Somente desconstruindo podemos construir a intimidade, com todo cuidado, tijolo por tijolo.

(Adriano Duarte)

A Cor Sem Nome

Laranja, minha cor preferida, é uma cor sem nome. Não é como o azul, o verde, o marrom, o branco, o preto e tantas outras.
Seus pais, amarelo e vermelho, não a registraram. Por conta disso, ela é chamada pro apelidos: cor-de-laranja, cor-de-abóbora, cor-de-brasa, alaranjado (que lembra o “parece, mas não é” do achocolatado)…
Roxo era violeta, quando não tinha nome.
Rosa é uma cor que tem nome, porque as rosas têm diversas cores. Inclusive, quando pensamos em rosas, a imagem das rosas vermelhas são as primeiras que vêm à mente. “Rosa é uma cor, rosa é uma flor, rosa é um nome de mulher”, como disse Jooge Ben Jor em “Take it easy, my brother Charles”.
Salmão, que é outra cor sem nome, no fundo é um tom de laranja.
O céu azul de outono passa despercebido por muita gente, mesmo sendo lindo. Mas não tem quem não repare na beleza do alaranjado do amanhacer.
Minha cor preferida é secundária, sem nome, chamativa, difícil de combinar.
Cor alegre, quente e surpreendente, pode até continuar sendo indigente, mas é, e continuará sendo, a mais linda para mim!
Minha aura e minha alma brilham e vibram com esta cor.
A minha cor!

(Adriano Duarte)

Carrinho de Rolimã

Quando eu era moleque, uma ladeira de asfalto bem lisinho fez os meus olhos brilharem. Logo me animei a fazer um carrinho de rolimã. Fiz o primeiro, desci algumas vezes, me diverti, mas percebi que se ele poderia ser mais rápido se fosse mais bem feito de pesado. Em pouco tempo fiz outro, bem melhor. Aí sim, pude descer aquela ladeira com a velocidade que eu queria e me diverti muito! Sempre que descia, a emoção era grande e o prazer era enorme. Era pura alegria! Me diverti muito até… me arrebentar.

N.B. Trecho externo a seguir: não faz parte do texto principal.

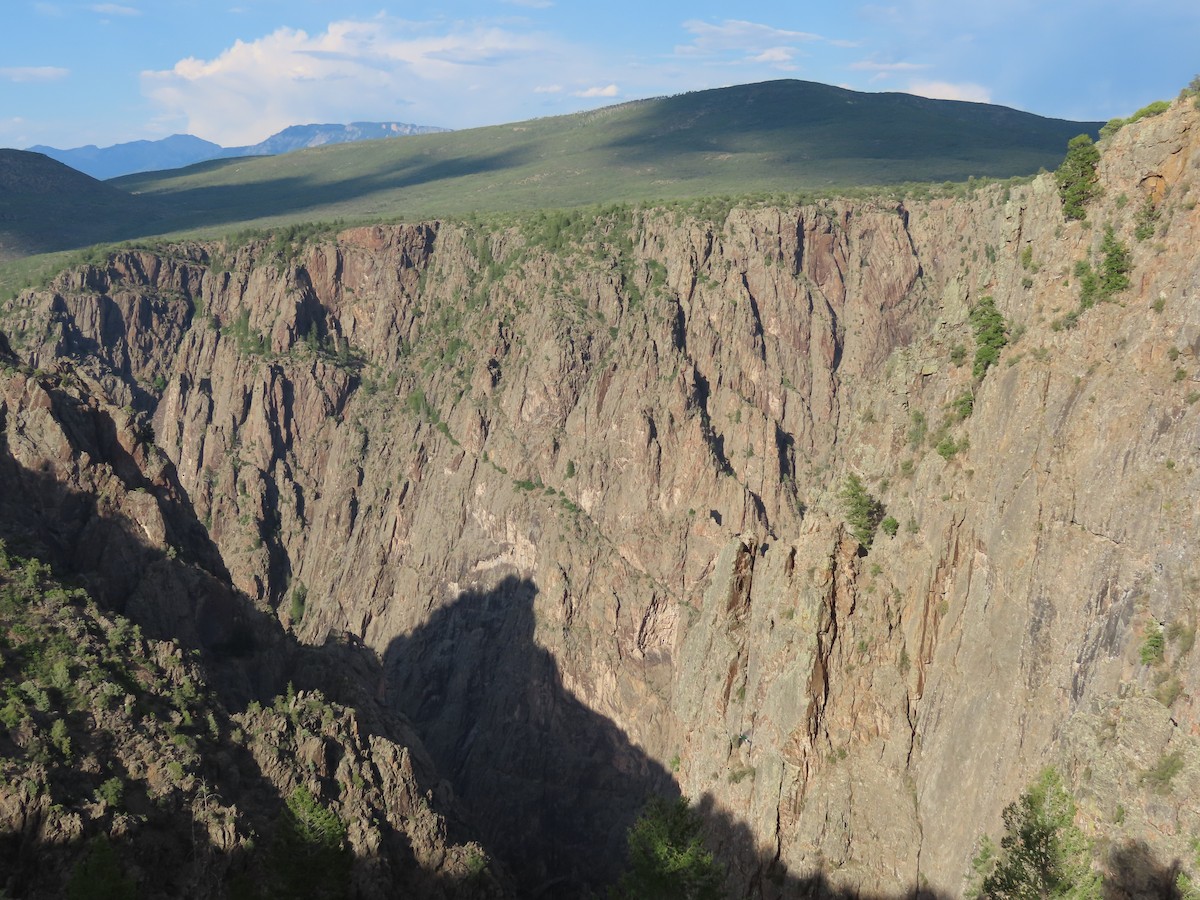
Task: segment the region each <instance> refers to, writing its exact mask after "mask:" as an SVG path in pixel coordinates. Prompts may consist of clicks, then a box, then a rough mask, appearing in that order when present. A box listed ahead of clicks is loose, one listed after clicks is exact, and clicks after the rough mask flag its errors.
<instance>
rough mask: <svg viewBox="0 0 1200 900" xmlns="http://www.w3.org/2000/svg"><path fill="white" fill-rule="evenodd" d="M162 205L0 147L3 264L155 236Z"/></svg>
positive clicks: (160, 221)
mask: <svg viewBox="0 0 1200 900" xmlns="http://www.w3.org/2000/svg"><path fill="white" fill-rule="evenodd" d="M162 221H163V216H162V210H161V208H160V204H158V203H157V202H155V200H154V199H150V198H140V197H131V196H130V194H128V193H126V192H125V191H121V190H119V188H116V187H113V186H112V185H108V184H104V182H103V181H97V180H96V179H94V178H91V176H89V175H84V174H83V173H82V172H76V170H74V169H72V168H70V167H67V166H64V164H62V163H60V162H55V161H54V160H52V158H49V157H48V156H43V155H42V154H31V152H26V151H24V150H4V149H0V262H5V260H10V259H17V258H20V257H25V256H29V254H31V253H43V252H46V251H48V250H60V248H65V247H79V246H85V245H88V244H96V242H98V241H107V240H118V239H121V238H126V236H130V235H131V234H133V233H137V232H139V230H140V233H143V234H152V233H155V232H157V230H161V228H160V226H158V223H160V222H162Z"/></svg>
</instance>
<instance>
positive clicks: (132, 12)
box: [88, 4, 142, 16]
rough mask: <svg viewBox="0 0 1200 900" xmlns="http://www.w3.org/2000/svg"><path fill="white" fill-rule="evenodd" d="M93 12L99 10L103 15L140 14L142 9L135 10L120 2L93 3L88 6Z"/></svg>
mask: <svg viewBox="0 0 1200 900" xmlns="http://www.w3.org/2000/svg"><path fill="white" fill-rule="evenodd" d="M88 8H89V10H91V11H92V12H98V13H101V14H102V16H140V14H142V11H140V10H134V8H133V7H132V6H121V5H120V4H92V5H91V6H89V7H88Z"/></svg>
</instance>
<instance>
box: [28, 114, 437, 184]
mask: <svg viewBox="0 0 1200 900" xmlns="http://www.w3.org/2000/svg"><path fill="white" fill-rule="evenodd" d="M437 131H449V128H439V127H437V126H433V125H408V124H406V122H350V124H349V125H293V126H290V127H287V128H284V130H283V131H281V132H278V133H277V134H272V136H271V137H269V138H266V140H263V142H260V143H258V144H251V145H247V146H221V145H220V144H214V143H212V142H210V140H203V139H200V138H197V137H193V136H192V134H172V136H170V137H169V138H163V139H162V140H131V142H128V143H125V144H114V145H113V146H104V148H101V146H96V145H95V144H89V145H88V146H77V148H73V149H71V150H60V149H58V148H54V146H44V145H37V146H31V148H29V150H31V151H34V152H38V154H44V155H46V156H49V157H50V158H52V160H58V161H59V162H61V163H65V164H67V166H70V167H71V168H73V169H77V170H78V172H83V173H84V174H88V175H91V176H92V178H98V179H109V178H116V176H118V175H131V174H133V173H137V172H158V170H162V169H178V168H181V167H184V166H191V164H192V163H196V162H204V161H205V160H222V158H227V157H230V156H276V155H277V154H287V152H290V151H293V150H304V149H305V148H310V146H322V145H323V144H348V143H352V142H355V140H372V139H376V138H391V137H402V136H406V134H427V133H431V132H437Z"/></svg>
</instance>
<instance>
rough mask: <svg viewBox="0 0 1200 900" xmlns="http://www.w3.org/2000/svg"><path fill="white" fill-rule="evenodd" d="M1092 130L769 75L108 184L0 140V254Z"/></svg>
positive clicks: (906, 172)
mask: <svg viewBox="0 0 1200 900" xmlns="http://www.w3.org/2000/svg"><path fill="white" fill-rule="evenodd" d="M1098 126H1099V124H1098V122H1069V121H1062V120H1052V119H1043V118H1040V116H1036V115H1031V114H1028V113H1019V112H1016V110H1012V109H1006V108H1003V107H994V106H988V104H980V103H962V102H954V101H934V100H923V98H919V97H913V96H910V95H904V94H858V92H854V91H847V90H842V89H840V88H830V86H827V85H821V84H814V83H809V82H767V83H763V84H754V85H743V86H738V88H724V89H719V90H710V91H700V92H695V94H686V95H682V96H677V97H668V98H662V100H648V101H638V102H632V103H624V104H620V106H616V107H608V108H605V109H599V110H595V112H590V113H577V114H574V115H565V116H557V118H550V119H535V120H530V121H527V122H517V124H512V125H502V126H492V127H486V128H473V130H468V131H460V132H452V133H443V134H422V136H413V137H407V138H404V139H403V140H378V142H364V143H358V144H342V145H330V146H324V148H316V149H312V150H305V151H300V152H295V154H288V155H284V156H275V157H253V158H250V157H247V158H240V160H222V161H214V162H206V163H200V164H197V166H192V167H188V168H185V169H176V170H172V172H158V173H144V174H139V175H128V176H125V178H121V179H114V180H112V181H108V182H103V184H102V182H97V181H94V180H91V179H88V178H86V176H84V175H79V174H78V173H74V172H73V170H71V169H66V168H65V167H59V169H58V170H55V172H50V170H48V168H47V167H48V166H55V163H53V161H50V160H48V158H46V157H41V156H38V155H32V154H22V152H20V151H5V152H7V154H8V155H10V156H12V158H11V160H10V161H8V163H10V166H8V169H10V175H11V178H10V179H8V181H10V182H12V184H11V186H6V187H7V190H6V191H4V192H0V260H2V259H5V258H12V257H19V256H24V254H28V253H38V252H46V251H52V250H61V248H67V247H79V246H84V245H88V244H94V242H101V241H110V240H121V239H130V238H138V236H146V235H151V234H169V233H180V232H192V233H197V232H198V233H208V234H218V233H227V232H229V230H232V229H234V228H236V227H241V226H244V224H247V223H253V224H258V226H264V224H281V223H289V222H302V221H313V220H332V218H344V220H349V221H379V220H394V218H409V220H412V218H422V217H438V216H446V215H456V214H466V212H476V211H487V212H502V211H515V210H527V209H539V208H541V209H545V208H563V206H578V205H587V204H596V203H614V202H635V200H671V199H682V198H694V197H703V196H715V194H733V196H743V194H748V193H756V192H797V191H821V192H836V191H838V190H840V188H848V187H853V186H862V185H884V184H898V182H904V181H946V180H955V181H961V180H965V179H967V178H968V176H971V175H977V176H997V178H1004V176H1009V175H1019V174H1032V173H1034V172H1037V170H1038V168H1040V167H1045V168H1052V167H1055V166H1057V163H1058V162H1060V160H1061V158H1062V155H1063V152H1064V148H1066V145H1067V140H1068V139H1069V138H1072V137H1074V136H1075V134H1078V133H1079V132H1081V131H1085V130H1088V131H1092V132H1093V133H1094V132H1096V128H1097V127H1098ZM2 164H4V162H2V160H0V167H2ZM22 167H24V170H22ZM0 186H5V185H4V169H2V168H0ZM118 188H119V190H118ZM125 192H128V193H125ZM131 194H132V196H131Z"/></svg>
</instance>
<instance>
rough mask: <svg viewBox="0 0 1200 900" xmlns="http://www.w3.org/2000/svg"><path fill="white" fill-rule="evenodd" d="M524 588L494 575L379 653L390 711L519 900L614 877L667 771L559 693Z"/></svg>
mask: <svg viewBox="0 0 1200 900" xmlns="http://www.w3.org/2000/svg"><path fill="white" fill-rule="evenodd" d="M536 593H538V590H536V587H535V586H534V584H533V582H530V581H527V580H522V578H516V577H506V578H504V580H503V581H502V582H500V583H499V584H497V586H496V587H494V588H492V589H491V590H486V592H467V593H463V594H461V595H460V596H458V598H457V599H456V600H455V601H454V602H451V604H449V605H448V606H444V607H442V608H439V610H437V611H436V612H434V613H433V614H432V617H431V618H430V620H428V622H427V623H426V624H425V625H422V626H421V628H419V629H416V630H415V631H414V632H413V634H410V635H408V636H407V637H398V638H396V640H394V641H392V642H391V644H390V646H389V647H388V650H386V653H385V654H384V661H383V665H384V677H385V684H386V702H388V704H389V707H391V708H394V709H397V710H398V712H401V713H403V714H404V715H406V716H407V718H408V719H409V720H410V721H412V722H413V725H414V726H415V728H416V732H418V734H419V736H420V737H421V742H422V743H424V744H425V748H426V749H427V750H428V752H430V754H431V755H432V757H433V762H434V764H436V767H437V768H438V770H439V773H440V774H442V775H443V776H444V778H446V779H449V780H450V782H451V785H452V787H454V792H455V796H456V797H457V798H458V799H460V800H461V802H462V803H463V804H464V805H466V806H467V808H468V809H469V810H470V811H472V817H473V820H474V822H475V823H476V826H478V827H479V829H480V832H481V833H480V839H481V840H482V842H484V844H485V846H488V847H491V848H493V850H496V851H497V852H499V854H500V856H502V857H503V858H504V859H505V862H506V863H508V864H509V865H511V868H512V870H514V872H515V875H516V877H517V880H518V882H520V883H521V884H522V886H523V888H524V889H526V890H527V892H529V893H530V895H548V896H575V895H584V894H586V892H587V889H588V888H600V887H602V886H604V884H606V883H610V882H612V881H613V880H616V877H617V876H618V875H619V874H620V869H622V860H623V858H624V850H625V833H626V830H628V828H629V826H630V824H632V822H634V821H635V820H636V818H637V815H638V812H640V811H641V809H642V806H643V805H644V803H646V800H647V799H648V798H649V797H650V796H652V794H658V793H661V794H667V796H678V787H677V786H676V784H674V780H673V779H672V778H671V775H670V773H668V772H667V770H666V769H665V768H664V767H662V766H660V764H658V763H656V762H654V761H653V760H652V758H649V757H648V756H647V755H646V754H643V752H642V751H641V750H640V749H638V748H636V746H635V745H632V744H631V743H630V742H629V739H628V738H626V737H625V734H624V732H622V730H620V728H618V727H617V726H616V725H614V724H613V722H612V721H611V720H608V719H606V718H605V716H602V715H599V714H598V713H594V712H593V710H590V709H588V708H587V707H586V706H583V704H582V703H581V702H580V701H578V700H576V698H575V697H574V696H572V695H571V692H570V691H569V690H566V688H564V685H563V679H562V676H560V673H559V670H558V665H557V662H556V661H554V658H553V656H552V655H551V654H550V653H548V652H547V650H545V649H544V648H541V647H539V646H538V643H536V640H535V634H536V618H535V610H534V598H535V596H536Z"/></svg>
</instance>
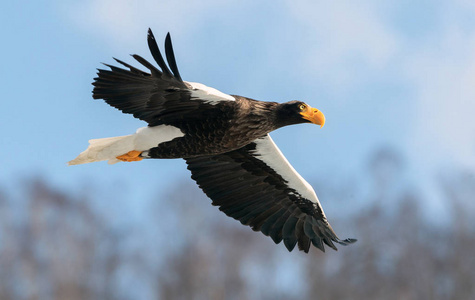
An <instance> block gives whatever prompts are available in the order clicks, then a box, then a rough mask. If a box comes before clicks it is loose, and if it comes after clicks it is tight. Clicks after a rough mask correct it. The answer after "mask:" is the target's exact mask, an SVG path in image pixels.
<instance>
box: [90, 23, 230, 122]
mask: <svg viewBox="0 0 475 300" xmlns="http://www.w3.org/2000/svg"><path fill="white" fill-rule="evenodd" d="M147 42H148V46H149V49H150V52H151V54H152V57H153V59H154V60H155V62H156V63H157V64H158V66H159V68H160V69H159V68H157V67H156V66H154V65H153V64H152V63H150V62H149V61H147V60H146V59H145V58H143V57H142V56H140V55H137V54H134V55H132V57H133V58H134V59H135V60H136V61H137V62H139V63H140V64H141V65H142V66H144V67H145V68H146V69H147V70H148V72H144V71H142V70H140V69H138V68H136V67H133V66H132V65H130V64H128V63H125V62H123V61H121V60H119V59H116V58H114V59H115V61H116V62H117V63H119V64H120V65H121V67H117V66H113V65H109V64H104V65H105V66H106V67H108V68H109V69H110V70H104V69H98V72H97V75H98V76H97V77H96V78H94V82H93V86H94V89H93V98H94V99H104V100H105V102H106V103H107V104H109V105H111V106H113V107H115V108H117V109H119V110H121V111H122V112H124V113H128V114H132V115H133V116H134V117H136V118H138V119H141V120H144V121H146V122H147V123H148V124H149V125H150V126H156V125H161V124H167V125H174V126H178V127H179V125H178V124H177V122H178V123H179V122H180V120H184V119H189V118H200V116H201V113H202V112H204V111H206V112H207V114H212V113H213V111H214V112H215V113H218V110H213V105H215V104H217V103H219V102H220V101H230V100H234V98H233V97H232V96H230V95H227V94H224V93H222V92H220V91H218V90H216V89H213V88H210V87H207V86H205V85H203V84H198V83H187V82H184V81H183V80H182V79H181V76H180V73H179V71H178V67H177V64H176V60H175V54H174V52H173V47H172V42H171V38H170V34H167V37H166V39H165V54H166V59H167V61H168V65H169V66H167V64H166V62H165V60H164V59H163V57H162V54H161V53H160V49H159V48H158V45H157V42H156V40H155V37H154V36H153V33H152V31H151V30H150V29H149V31H148V37H147ZM122 67H125V68H122ZM170 69H171V71H170Z"/></svg>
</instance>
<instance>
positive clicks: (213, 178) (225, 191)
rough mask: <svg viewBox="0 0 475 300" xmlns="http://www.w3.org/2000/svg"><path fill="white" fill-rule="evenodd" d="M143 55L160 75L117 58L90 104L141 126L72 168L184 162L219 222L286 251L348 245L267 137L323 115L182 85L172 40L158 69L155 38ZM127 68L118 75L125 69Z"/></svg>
mask: <svg viewBox="0 0 475 300" xmlns="http://www.w3.org/2000/svg"><path fill="white" fill-rule="evenodd" d="M147 41H148V46H149V48H150V52H151V54H152V57H153V58H154V60H155V62H156V63H157V64H158V66H159V67H160V69H158V68H157V67H155V66H154V65H153V64H151V63H150V62H148V61H147V60H145V59H144V58H142V57H141V56H139V55H136V54H135V55H132V56H133V58H134V59H135V60H137V61H138V62H139V63H140V64H141V65H143V67H145V68H146V69H148V72H144V71H142V70H140V69H138V68H135V67H133V66H132V65H130V64H128V63H125V62H123V61H121V60H119V59H115V58H114V59H115V60H116V62H117V63H119V64H120V65H122V66H121V67H117V66H113V65H109V64H105V66H107V67H108V68H109V69H107V70H104V69H98V72H97V77H96V78H94V82H93V85H94V89H93V98H94V99H103V100H104V101H105V102H106V103H107V104H109V105H111V106H113V107H115V108H117V109H119V110H121V111H122V112H123V113H127V114H132V115H133V116H134V117H135V118H138V119H140V120H143V121H145V122H147V123H148V126H147V127H143V128H139V129H138V130H137V131H136V132H135V133H134V134H131V135H126V136H120V137H110V138H102V139H93V140H90V141H89V147H88V148H87V149H86V150H85V151H84V152H82V153H81V154H79V156H78V157H77V158H75V159H74V160H72V161H70V162H69V164H70V165H77V164H84V163H90V162H96V161H103V160H108V162H109V163H110V164H113V163H116V162H120V161H125V162H133V161H140V160H143V159H151V158H183V159H185V161H186V163H187V165H188V169H189V170H190V171H191V174H192V175H191V178H193V179H194V180H195V181H196V182H197V183H198V185H199V187H200V188H201V189H202V190H203V191H204V192H205V193H206V195H207V196H208V197H209V198H211V200H212V204H213V205H215V206H219V209H220V210H221V211H223V212H224V213H225V214H226V215H228V216H230V217H232V218H234V219H236V220H239V221H240V222H241V223H242V224H244V225H248V226H250V227H251V228H252V229H253V230H254V231H261V232H262V233H263V234H265V235H266V236H270V237H271V238H272V240H273V241H274V242H275V243H276V244H278V243H280V242H281V241H283V242H284V244H285V246H286V248H287V249H288V250H289V251H292V250H293V249H294V248H295V246H296V245H298V249H299V250H302V251H305V252H308V251H309V249H310V246H311V245H313V246H315V247H316V248H318V249H320V250H322V251H325V247H324V244H326V245H327V246H329V247H331V248H333V249H335V250H337V248H336V246H335V243H337V244H341V245H347V244H350V243H353V242H355V241H356V240H355V239H345V240H341V239H339V238H338V237H337V235H336V234H335V232H334V231H333V229H332V228H331V226H330V224H329V223H328V220H327V218H326V216H325V213H324V212H323V209H322V207H321V205H320V202H319V200H318V198H317V195H316V194H315V191H314V190H313V188H312V187H311V186H310V184H308V183H307V181H305V179H303V178H302V177H301V176H300V175H299V174H298V173H297V171H295V169H294V168H293V167H292V166H291V165H290V163H289V162H288V161H287V159H286V158H285V157H284V155H283V154H282V152H281V151H280V150H279V148H278V147H277V146H276V144H275V143H274V142H273V140H272V138H271V137H270V136H269V132H271V131H273V130H276V129H278V128H281V127H283V126H288V125H293V124H300V123H310V124H316V125H319V126H321V127H322V126H323V125H324V124H325V116H324V115H323V113H322V112H321V111H320V110H318V109H316V108H312V107H311V106H310V105H308V104H306V103H304V102H302V101H290V102H286V103H277V102H264V101H257V100H254V99H250V98H247V97H242V96H237V95H228V94H225V93H222V92H220V91H218V90H216V89H214V88H211V87H207V86H205V85H203V84H201V83H195V82H187V81H183V80H182V78H181V76H180V73H179V72H178V68H177V64H176V61H175V55H174V52H173V48H172V42H171V38H170V34H169V33H168V34H167V36H166V39H165V54H166V59H167V62H168V66H167V63H165V60H164V59H163V56H162V55H161V53H160V50H159V48H158V45H157V42H156V40H155V37H154V36H153V33H152V31H151V30H150V29H149V30H148V37H147ZM124 67H125V68H124Z"/></svg>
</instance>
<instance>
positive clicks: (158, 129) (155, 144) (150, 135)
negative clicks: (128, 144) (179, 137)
mask: <svg viewBox="0 0 475 300" xmlns="http://www.w3.org/2000/svg"><path fill="white" fill-rule="evenodd" d="M183 136H185V134H184V133H183V132H182V131H181V130H180V128H178V127H175V126H171V125H158V126H153V127H142V128H139V129H137V132H136V133H135V134H134V138H135V139H134V150H138V151H145V150H149V149H150V148H153V147H157V145H158V144H161V143H164V142H168V141H171V140H173V139H175V138H177V137H183Z"/></svg>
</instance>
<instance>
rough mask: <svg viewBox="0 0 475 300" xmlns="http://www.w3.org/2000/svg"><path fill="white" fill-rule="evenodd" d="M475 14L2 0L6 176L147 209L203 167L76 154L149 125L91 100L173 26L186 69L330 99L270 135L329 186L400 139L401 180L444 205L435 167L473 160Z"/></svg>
mask: <svg viewBox="0 0 475 300" xmlns="http://www.w3.org/2000/svg"><path fill="white" fill-rule="evenodd" d="M474 13H475V2H473V1H469V0H455V1H454V0H452V1H417V3H414V2H413V1H407V0H402V1H401V0H399V1H384V3H383V1H358V2H355V1H332V2H330V1H310V0H308V1H306V0H302V1H299V0H292V1H290V0H289V1H250V0H244V1H217V0H209V1H208V0H205V1H156V0H153V1H152V0H146V1H126V0H114V1H112V0H97V1H90V0H85V1H80V2H79V1H71V0H63V1H54V0H49V1H41V2H31V1H3V2H2V4H0V23H1V26H0V33H1V36H2V40H3V42H2V47H1V48H0V53H1V57H2V67H1V68H0V82H1V85H2V99H1V105H2V109H1V110H0V129H1V132H2V143H1V144H2V147H0V164H1V167H0V170H1V171H0V187H8V186H11V185H12V184H16V183H18V182H20V181H21V180H22V179H23V178H30V177H33V176H42V177H45V178H47V179H48V180H49V181H51V182H52V183H53V184H55V185H57V186H59V187H62V188H64V189H76V190H78V191H81V190H83V189H85V188H87V187H88V186H98V187H104V188H105V189H106V190H107V189H116V190H119V191H120V192H121V193H122V194H123V195H124V197H129V196H133V197H134V199H137V200H136V201H133V202H131V203H130V204H129V205H130V207H128V209H139V208H137V207H140V199H142V198H145V196H146V195H149V194H150V193H154V192H156V191H157V189H158V190H160V189H161V188H165V187H166V186H168V185H170V183H171V182H176V181H178V180H182V179H183V178H189V174H188V171H187V170H186V165H185V164H184V162H183V161H182V160H154V161H144V162H140V163H134V164H128V163H127V164H126V163H120V164H116V165H113V166H110V165H107V163H105V162H102V163H95V164H88V165H81V166H74V167H68V166H67V165H66V162H67V161H69V160H71V159H73V158H74V157H76V156H77V154H79V153H80V152H81V151H83V150H84V149H85V148H86V147H87V141H88V140H89V139H92V138H101V137H110V136H119V135H125V134H130V133H133V132H135V130H136V129H137V128H139V127H143V126H145V125H146V124H145V123H144V122H142V121H139V120H135V119H134V118H133V117H132V116H130V115H123V114H121V113H120V112H119V111H117V110H115V109H113V108H111V107H109V106H108V105H107V104H105V103H104V102H102V101H94V100H92V97H91V90H92V85H91V82H92V80H93V78H94V77H95V72H96V68H100V67H101V62H104V63H113V60H112V57H116V58H119V59H122V60H125V61H127V62H129V63H133V59H132V58H131V57H130V56H129V54H135V53H137V54H140V55H142V56H144V57H145V58H147V59H149V60H151V55H150V54H149V51H148V49H147V43H146V34H147V29H148V28H149V27H150V28H151V29H152V30H153V32H154V34H155V37H156V38H157V40H158V41H160V40H163V39H164V37H165V35H166V34H167V32H170V33H171V35H172V39H173V42H174V48H175V55H176V58H177V63H178V68H179V69H180V73H181V75H182V77H183V78H184V80H187V81H194V82H200V83H203V84H206V85H208V86H211V87H214V88H216V89H218V90H220V91H222V92H225V93H229V94H238V95H242V96H247V97H251V98H254V99H259V100H269V101H278V102H284V101H288V100H294V99H298V100H303V101H305V102H307V103H308V104H310V105H311V106H314V107H316V108H318V109H320V110H322V111H323V112H324V114H325V116H326V120H327V122H326V124H325V127H323V128H322V129H319V128H318V127H316V126H309V125H297V126H290V127H287V128H283V129H280V130H278V131H276V132H275V133H273V134H272V136H273V138H274V140H275V142H276V143H277V144H278V145H279V147H280V148H281V150H282V151H283V153H284V154H285V155H286V157H287V158H288V159H289V161H290V162H291V163H292V164H293V165H294V167H295V168H296V169H297V170H298V171H299V172H300V173H301V175H302V176H303V177H304V178H307V179H308V181H310V182H311V183H312V184H313V185H314V187H315V188H316V192H317V194H318V193H319V192H318V182H317V183H315V182H314V181H313V180H314V179H315V178H326V180H327V181H330V182H336V183H338V182H340V181H344V180H346V178H351V177H361V178H364V177H366V176H368V174H367V170H366V169H365V166H366V165H367V164H368V160H369V159H370V157H371V156H372V155H373V154H374V152H375V151H376V149H378V148H381V147H390V148H394V149H395V150H396V151H398V152H399V153H400V154H401V156H402V159H403V160H404V161H405V164H404V165H405V170H404V172H403V173H401V174H400V176H401V178H400V180H401V181H405V182H411V183H412V184H413V185H414V186H418V187H420V189H421V192H422V193H424V194H425V195H427V196H426V197H427V198H430V199H431V200H430V201H431V202H430V206H431V207H433V208H434V209H435V210H437V209H440V208H442V207H443V197H442V196H441V194H440V193H439V192H437V186H438V184H439V182H438V180H437V175H440V176H443V175H444V174H446V173H448V174H449V173H451V172H455V171H457V170H466V171H468V172H470V173H471V174H472V175H473V174H474V170H475V120H474V119H473V112H474V111H475V100H474V99H475V84H474V83H475V18H474ZM161 45H162V44H161V43H160V46H161ZM135 65H137V64H135ZM296 145H298V146H296ZM142 196H144V197H142ZM321 200H322V199H321ZM323 202H324V201H323Z"/></svg>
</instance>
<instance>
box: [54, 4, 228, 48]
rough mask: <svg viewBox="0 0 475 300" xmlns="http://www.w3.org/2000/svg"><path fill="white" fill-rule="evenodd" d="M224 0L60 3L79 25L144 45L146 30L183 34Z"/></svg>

Perdi o controle do carrinho numa derrapagem e me machuquei feio. Mesmo sem ter quebrado nada, demorou para eu me recuperar.

Quando todos os machucados sararam, não pensei duas vezes. Fui descer aquela ladeira de novo, com o mesmo carrinho de rolimã.

Mesmo sabendo que eu poderia me arrebentar de novo, eu decidi correr este risco, não só pela emoção, prazer e alegria, mas porque eu sabia que seria forte o suficiente para me recuperar.

Eu desci inúmeras vezes e não me arrebentei mais. Posso ter dado sorte, mas com aquela derrapagem, fiquei mais esperto e aprendi a dominar os riscos.

Já pensou em quantas alegrias e prazeres eu deixaria de ter vivido se eu tivesse desistido só porque me arrebentei?

Se você já se arrebentou um dia, tenha coragem de descer a ladeira de novo,se suas ferias estiverem curadas. Se não estiverem, cuide-as com carinho, mas mantenha viva a vontade de sentir o friozinho na barriga e o vento no rosto.

Friozinho na barriga e vento no rosto… Que delícia!